The upcoming May 1 shareholder meeting could be a consequential day for Allergan and its CEO Brent Saunders. This new safety data might spur fresh questions of whether the pharma's on the right path.
Not long ago, abicipar was billed as one of Allergan's "six stars," which executives used to promote the company's pipeline in 2017. At the J.P. Morgan Healthcare Conference that year, Allergan pegged abicipar's peak sales at an estimated $1.5 billion to $3 billion across both AMD and diabetic macular edema indications.
Altogether, Saunders told investors then that Allergan's six star programs held potential for up to $13 billion in peak sales — a lofty sum that now looks less plausible after major setbacks for rapastinel and Esmya
Clinical setbacks have dimmed Allergan's "six stars"
|Indication||Recent update||Est. peak sales by Allergan in Jan. 2017|
|Rapastinel||Major depressive disorder||Failed three adjunctive studies||$1B to $2B|
|Esmya||Uterine fibroids||Rejected by FDA in August 2018||$1B to $2B|
|Ubrogepant/atogepant||Migraine||Ubrogepant filing accepted by FDA on March 11||$1B to $2B|
|Cenicriviroc||NASH*||Phase 3 results expected in 2020||$1.5B to $2B|
|Abicipar||AMD/DME**||BLA filing expected in Q219||$1.5B to $3B|
|Relamorelin||Gastroparesis||Phase 3 results expected in 2020||$1B to $2B|
*Non-alcoholic steatohepatisis **Age-related macular degeneration/diabetic macular edema SOURCE: Company
Quarterly earnings presentations help tell the story of the six stars. After dedicating a slide to the program's clinical progress from late 2016 through much of 2017, the company began touting pipeline progress "beyond" the six stars.

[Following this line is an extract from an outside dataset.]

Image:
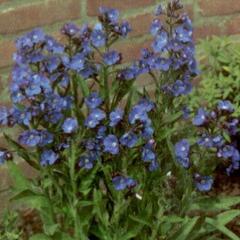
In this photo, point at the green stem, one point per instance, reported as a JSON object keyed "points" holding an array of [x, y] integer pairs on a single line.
{"points": [[106, 88], [78, 233]]}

By the second quarter of 2018, company presentations carried no reference to the six stars.
Previous late-stage trials have shown abicipar to be non-inferior to Novartis' Lucentis (ranibizumab), but safety data from those studies had raised concerns on the high rates of intraocular inflammation associated with Allergan's drug. By contrast, patients in the Lucentis' arm experienced nearly no such cases.
In response, Allergan modified the manufacturing process for abicipar, hoping to improve the drug's profile.
Results from the study, called MAPLE, that Allergan read out Tuesday show a lower rate of intraocular inflammation by about six percentage points, but Wall Street analysts were skeptical that would be enough.
"[A]s a later entrant to the market, we think the initial uptake for the product will likely be quite limited until the rates are lower," wrote Vamil Divan, an analyst at Credit Suisse, in a April 2 note to clients.
Divan added that physicians have indicated to him that rates would need to be less than 5% to spur use of the product "in a meaningful way."
That sentiment was echoed by others. Raymond James' Elliot Wilbur called the safety profile "somewhat lackluster," while Bernstein's Ronny Gal described the current formulation as "uncompetitive."
Even so, Allergan remains confident, and indicated it would continue to "pursue manufacturing process improvements."
"The safety profile demonstrated in MAPLE gives us confidence to proceed and scale up manufacturing," said David Nicholson, Allergan's chief research and development officer, in a statement.
One ophthalmologist reached by analysts at SVB Leerink indicated abicipar's dosing — once every 12 weeks — would be attractive as intraocular inflammation rates improve.
In other times, questions on abicipar's competitiveness might generate less noise, particularly as the drug remains headed toward regulators.
But Allergan's pipeline is under a microscope ahead of what could be a contentious shareholder meeting next month. Activist investor Appaloosa has ramped up the pressure to split the chairman and CEO positions, which are both currently held by Saunders.
Appaloosa has criticized Allergan's pipeline acquisitions in particular, noting a pattern of impairment charges taken by the company on drugs once seen as promising.
In response, Allergan said it will split the two roles at the next CEO change, but gave no indication of when that might occur.